Voters took out their anger on Strittmatter during the May primary of that year, electing challenger Roy Baldwin (who himself was defeated in last year's primary by John Bear after Bear successfully made an issue of the legislative pay raise, for which Baldwin had voted). Baldwin's backers said his victory had less to do with proposals to develop the Deisley or Hess sites than with the way the episode demonstrated how those representing Manheim Township were perilously out of touch with their constituents.
Nelson Rohrer echoes that argument. High's proposal "is not the reason I'm running, but it's one piece of a bigger puzzle" — indicative, he says, of the way the township does business.
"Public discussion [of the High proposal] is now taking place," he said, referring to the three public hearings — one of which ran for eight hours — and another three that are scheduled. "But they should have taken place at an earlier stage of the game."
Rohrer's not the only one questioning the process. Harrisburg attorney Bill Cluck, hired by a group calling itself Lancaster for Smart Growth, wonders how it is that U.S. Sen. Arlen Specter has earmarked $2 million for road improvements the township will require High to make to the Route 30-Harrisburg Pike interchange, when that project wasn't even on the county's wish list. Township officials sitting in judgment of High's plan, he notes, have publicly backed it in print and in letters to legislators and state agencies seeking funding.

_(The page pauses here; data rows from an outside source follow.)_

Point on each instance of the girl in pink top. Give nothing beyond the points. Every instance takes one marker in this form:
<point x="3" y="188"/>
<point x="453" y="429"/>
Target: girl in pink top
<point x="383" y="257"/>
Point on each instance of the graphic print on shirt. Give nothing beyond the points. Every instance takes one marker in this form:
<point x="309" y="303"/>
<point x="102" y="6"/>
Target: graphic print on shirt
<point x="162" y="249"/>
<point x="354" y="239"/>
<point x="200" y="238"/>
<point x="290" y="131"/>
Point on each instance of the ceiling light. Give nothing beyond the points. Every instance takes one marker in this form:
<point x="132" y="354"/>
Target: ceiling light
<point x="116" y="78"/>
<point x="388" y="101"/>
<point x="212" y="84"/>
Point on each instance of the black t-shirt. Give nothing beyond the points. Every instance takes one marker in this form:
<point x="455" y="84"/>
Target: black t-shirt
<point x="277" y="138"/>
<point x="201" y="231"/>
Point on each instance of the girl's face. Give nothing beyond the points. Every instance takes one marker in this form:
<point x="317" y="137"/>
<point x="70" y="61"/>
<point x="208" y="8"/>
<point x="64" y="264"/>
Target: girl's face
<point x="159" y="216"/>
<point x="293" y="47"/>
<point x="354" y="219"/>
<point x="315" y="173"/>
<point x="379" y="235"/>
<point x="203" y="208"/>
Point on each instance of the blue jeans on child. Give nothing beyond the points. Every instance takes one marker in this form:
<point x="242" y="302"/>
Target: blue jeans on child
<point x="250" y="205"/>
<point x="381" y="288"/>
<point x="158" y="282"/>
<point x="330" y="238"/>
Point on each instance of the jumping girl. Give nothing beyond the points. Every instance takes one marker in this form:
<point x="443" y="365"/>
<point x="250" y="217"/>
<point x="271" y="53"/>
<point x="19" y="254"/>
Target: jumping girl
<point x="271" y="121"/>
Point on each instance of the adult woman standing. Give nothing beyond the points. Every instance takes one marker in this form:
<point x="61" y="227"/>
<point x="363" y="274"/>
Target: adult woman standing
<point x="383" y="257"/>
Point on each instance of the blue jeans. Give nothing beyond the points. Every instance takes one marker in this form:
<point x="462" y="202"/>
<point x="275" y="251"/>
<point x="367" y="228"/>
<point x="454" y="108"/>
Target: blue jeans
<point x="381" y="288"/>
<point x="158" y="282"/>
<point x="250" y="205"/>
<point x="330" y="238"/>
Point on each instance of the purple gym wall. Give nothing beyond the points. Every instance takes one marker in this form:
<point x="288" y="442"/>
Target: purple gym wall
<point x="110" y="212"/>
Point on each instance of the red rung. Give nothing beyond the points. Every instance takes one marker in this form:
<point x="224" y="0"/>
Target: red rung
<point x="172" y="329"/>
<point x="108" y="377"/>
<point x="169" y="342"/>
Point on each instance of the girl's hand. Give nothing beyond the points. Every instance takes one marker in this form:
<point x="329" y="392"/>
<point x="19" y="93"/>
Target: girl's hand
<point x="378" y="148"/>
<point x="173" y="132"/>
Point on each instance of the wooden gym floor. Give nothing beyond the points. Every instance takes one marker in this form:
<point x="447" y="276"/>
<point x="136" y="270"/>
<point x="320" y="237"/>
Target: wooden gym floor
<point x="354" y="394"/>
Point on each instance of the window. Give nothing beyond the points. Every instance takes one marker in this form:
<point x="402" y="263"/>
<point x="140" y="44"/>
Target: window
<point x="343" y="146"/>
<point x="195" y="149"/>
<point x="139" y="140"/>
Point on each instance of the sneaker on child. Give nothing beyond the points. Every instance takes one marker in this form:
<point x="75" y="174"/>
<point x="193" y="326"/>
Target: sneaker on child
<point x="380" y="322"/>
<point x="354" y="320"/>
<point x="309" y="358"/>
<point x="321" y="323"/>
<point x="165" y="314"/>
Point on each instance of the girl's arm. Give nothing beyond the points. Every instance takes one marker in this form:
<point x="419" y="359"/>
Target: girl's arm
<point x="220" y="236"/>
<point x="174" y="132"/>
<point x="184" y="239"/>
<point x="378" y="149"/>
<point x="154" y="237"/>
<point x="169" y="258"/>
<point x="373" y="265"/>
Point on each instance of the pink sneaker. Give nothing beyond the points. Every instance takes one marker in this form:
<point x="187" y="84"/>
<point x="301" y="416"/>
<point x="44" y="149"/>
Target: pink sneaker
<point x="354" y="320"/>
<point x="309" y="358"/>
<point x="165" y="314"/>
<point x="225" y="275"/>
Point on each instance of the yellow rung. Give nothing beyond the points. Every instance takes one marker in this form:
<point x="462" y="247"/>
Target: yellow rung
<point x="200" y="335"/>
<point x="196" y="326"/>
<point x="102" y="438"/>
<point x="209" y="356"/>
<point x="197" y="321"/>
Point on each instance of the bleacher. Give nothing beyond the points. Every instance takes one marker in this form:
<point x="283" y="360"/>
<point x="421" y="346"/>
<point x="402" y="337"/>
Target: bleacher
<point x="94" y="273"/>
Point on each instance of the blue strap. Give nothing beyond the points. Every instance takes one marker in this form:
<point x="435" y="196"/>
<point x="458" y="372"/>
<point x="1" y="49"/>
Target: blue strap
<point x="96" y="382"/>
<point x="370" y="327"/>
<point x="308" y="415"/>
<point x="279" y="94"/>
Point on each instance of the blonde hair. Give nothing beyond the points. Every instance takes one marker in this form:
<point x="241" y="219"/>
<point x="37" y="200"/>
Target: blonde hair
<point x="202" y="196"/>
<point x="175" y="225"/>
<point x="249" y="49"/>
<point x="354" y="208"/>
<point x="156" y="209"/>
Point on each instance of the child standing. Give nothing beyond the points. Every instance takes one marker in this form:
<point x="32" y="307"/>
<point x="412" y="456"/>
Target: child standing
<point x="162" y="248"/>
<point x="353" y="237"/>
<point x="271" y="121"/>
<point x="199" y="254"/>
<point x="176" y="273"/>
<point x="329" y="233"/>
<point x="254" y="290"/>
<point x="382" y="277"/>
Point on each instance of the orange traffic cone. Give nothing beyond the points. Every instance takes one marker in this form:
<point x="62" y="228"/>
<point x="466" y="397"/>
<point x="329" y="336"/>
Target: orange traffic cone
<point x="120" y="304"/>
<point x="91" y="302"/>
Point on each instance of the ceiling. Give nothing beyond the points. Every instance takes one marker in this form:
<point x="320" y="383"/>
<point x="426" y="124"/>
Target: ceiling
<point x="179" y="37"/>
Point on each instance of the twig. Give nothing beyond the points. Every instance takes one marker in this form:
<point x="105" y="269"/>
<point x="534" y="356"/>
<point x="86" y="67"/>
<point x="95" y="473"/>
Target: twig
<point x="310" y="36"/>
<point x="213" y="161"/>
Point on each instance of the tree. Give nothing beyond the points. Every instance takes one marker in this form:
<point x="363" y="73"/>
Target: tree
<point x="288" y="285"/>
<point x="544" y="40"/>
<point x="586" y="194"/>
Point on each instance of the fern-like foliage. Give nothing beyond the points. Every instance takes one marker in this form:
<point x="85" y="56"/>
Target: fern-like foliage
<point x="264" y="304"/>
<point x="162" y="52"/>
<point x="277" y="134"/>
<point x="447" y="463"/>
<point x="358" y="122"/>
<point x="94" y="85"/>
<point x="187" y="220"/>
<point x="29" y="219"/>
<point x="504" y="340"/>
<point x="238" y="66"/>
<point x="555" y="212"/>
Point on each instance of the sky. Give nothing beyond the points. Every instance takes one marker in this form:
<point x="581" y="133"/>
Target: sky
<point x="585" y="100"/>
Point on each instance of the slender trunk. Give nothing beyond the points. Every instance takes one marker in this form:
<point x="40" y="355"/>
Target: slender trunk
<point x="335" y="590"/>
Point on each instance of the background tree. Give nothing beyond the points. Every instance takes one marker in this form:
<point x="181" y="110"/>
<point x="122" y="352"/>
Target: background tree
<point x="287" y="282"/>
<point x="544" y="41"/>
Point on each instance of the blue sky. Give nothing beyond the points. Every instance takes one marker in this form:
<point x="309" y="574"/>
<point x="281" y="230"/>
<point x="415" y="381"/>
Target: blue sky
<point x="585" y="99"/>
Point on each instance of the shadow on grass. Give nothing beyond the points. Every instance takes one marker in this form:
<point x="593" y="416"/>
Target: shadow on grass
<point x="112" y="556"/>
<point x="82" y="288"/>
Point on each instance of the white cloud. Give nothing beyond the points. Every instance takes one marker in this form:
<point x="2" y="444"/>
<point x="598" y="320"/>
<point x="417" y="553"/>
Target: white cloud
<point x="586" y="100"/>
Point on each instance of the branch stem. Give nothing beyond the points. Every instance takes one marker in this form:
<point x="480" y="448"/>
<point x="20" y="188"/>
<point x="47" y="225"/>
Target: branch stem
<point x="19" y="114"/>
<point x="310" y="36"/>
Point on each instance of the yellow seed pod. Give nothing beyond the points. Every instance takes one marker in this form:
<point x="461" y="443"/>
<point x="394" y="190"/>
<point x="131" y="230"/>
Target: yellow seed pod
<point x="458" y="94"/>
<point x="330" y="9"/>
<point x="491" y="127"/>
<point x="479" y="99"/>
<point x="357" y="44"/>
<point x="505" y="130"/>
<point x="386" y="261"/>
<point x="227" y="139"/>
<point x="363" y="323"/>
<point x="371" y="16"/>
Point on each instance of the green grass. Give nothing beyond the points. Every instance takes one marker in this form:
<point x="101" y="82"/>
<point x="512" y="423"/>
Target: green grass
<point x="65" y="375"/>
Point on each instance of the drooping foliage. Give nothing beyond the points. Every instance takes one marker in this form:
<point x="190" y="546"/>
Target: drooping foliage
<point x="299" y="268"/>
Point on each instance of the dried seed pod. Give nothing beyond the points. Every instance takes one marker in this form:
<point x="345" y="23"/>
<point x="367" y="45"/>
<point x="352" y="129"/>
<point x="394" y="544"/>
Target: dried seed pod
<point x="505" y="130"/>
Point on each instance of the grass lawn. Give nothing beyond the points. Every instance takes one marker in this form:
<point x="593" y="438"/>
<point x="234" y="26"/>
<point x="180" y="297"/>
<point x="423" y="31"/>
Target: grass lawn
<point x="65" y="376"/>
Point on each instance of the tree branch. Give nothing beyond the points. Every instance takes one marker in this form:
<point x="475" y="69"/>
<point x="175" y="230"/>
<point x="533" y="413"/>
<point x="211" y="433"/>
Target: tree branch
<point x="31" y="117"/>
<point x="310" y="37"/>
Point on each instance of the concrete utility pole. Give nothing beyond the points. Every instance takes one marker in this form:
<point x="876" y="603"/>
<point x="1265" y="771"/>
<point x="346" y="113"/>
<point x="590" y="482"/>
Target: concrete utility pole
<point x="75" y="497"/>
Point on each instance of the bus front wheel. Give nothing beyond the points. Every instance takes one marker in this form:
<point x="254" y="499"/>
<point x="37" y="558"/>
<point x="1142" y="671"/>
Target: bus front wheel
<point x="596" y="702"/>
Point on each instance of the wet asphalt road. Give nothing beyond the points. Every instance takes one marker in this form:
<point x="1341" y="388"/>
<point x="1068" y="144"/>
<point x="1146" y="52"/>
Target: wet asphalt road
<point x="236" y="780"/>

"I'm not making charges of impropriety," he said, "but this is the wrong group of people to judge this project."
The bulk of the opposition to High's plan centers on likelier suspects. Residents of the East Hempfield neighborhoods that abut the Manheim Township site worry that a new shopping center will overload their already-busy roads with more traffic. And Manheim Township resident Joan Hawkins continues to collect signatures on her petition asking that nothing be built there, that the Deisley farm be turned into park land. She attends the Sunday-evening concert series at Long's Park, approaching patrons about her cause. "About 95 percent of people agree to sign," she said; on a Web site, expandlongspark.org, she implores readers to save "this valuable GREEN SPACE."
Less valuable?There's the rub.
While the site might be aesthetically pleasing, notes Lancaster County Planning Commission Director James Cowhey, it might be less valuable than other green space — rural areas with contiguous tracts of farmland that are in danger of being developed if development can't be contained to the already-urbanized areas.
That's not to say he supports this particular plan. But in general, planners do tend to support things citizens may oppose — higher densities, roads connecting one neighborhood to another. That's "smart growth."
"The community has told us that they understand," Cowhey says. "And that's been taken up by elected officials who are willing to stand up" for that approach.
"But when the rubber meets the road — that's the hard part," Cowhey said. "A lot of people say, 'Oh my God, there goes another farm.' " And when there are points to be scored, he worries it can sap the political will to stick to smart growth as the county envisions it.
Yet, Cowhey said, opposition groups that come to power often ultimately buy into that which they once opposed. "They often come around to a broader view, and don't just represent that smaller view" that might have spurred their activism in the first place.
There may be more opportunities to test that thesis. As Commissioner Simpson notes, the Deisley property isn't the only one guaranteed to generate controversy: Aaron Hess, owner of the farm across from Red Rose Commons, passed away last year. The land is zoned R-3, permitting high-density residential development. No proposals have come in yet, Simpson said. But she understands the property owners "are inundated with proposals from developers based all over the U.S.
"Whatever it is," she said, "it will create a firestorm once again."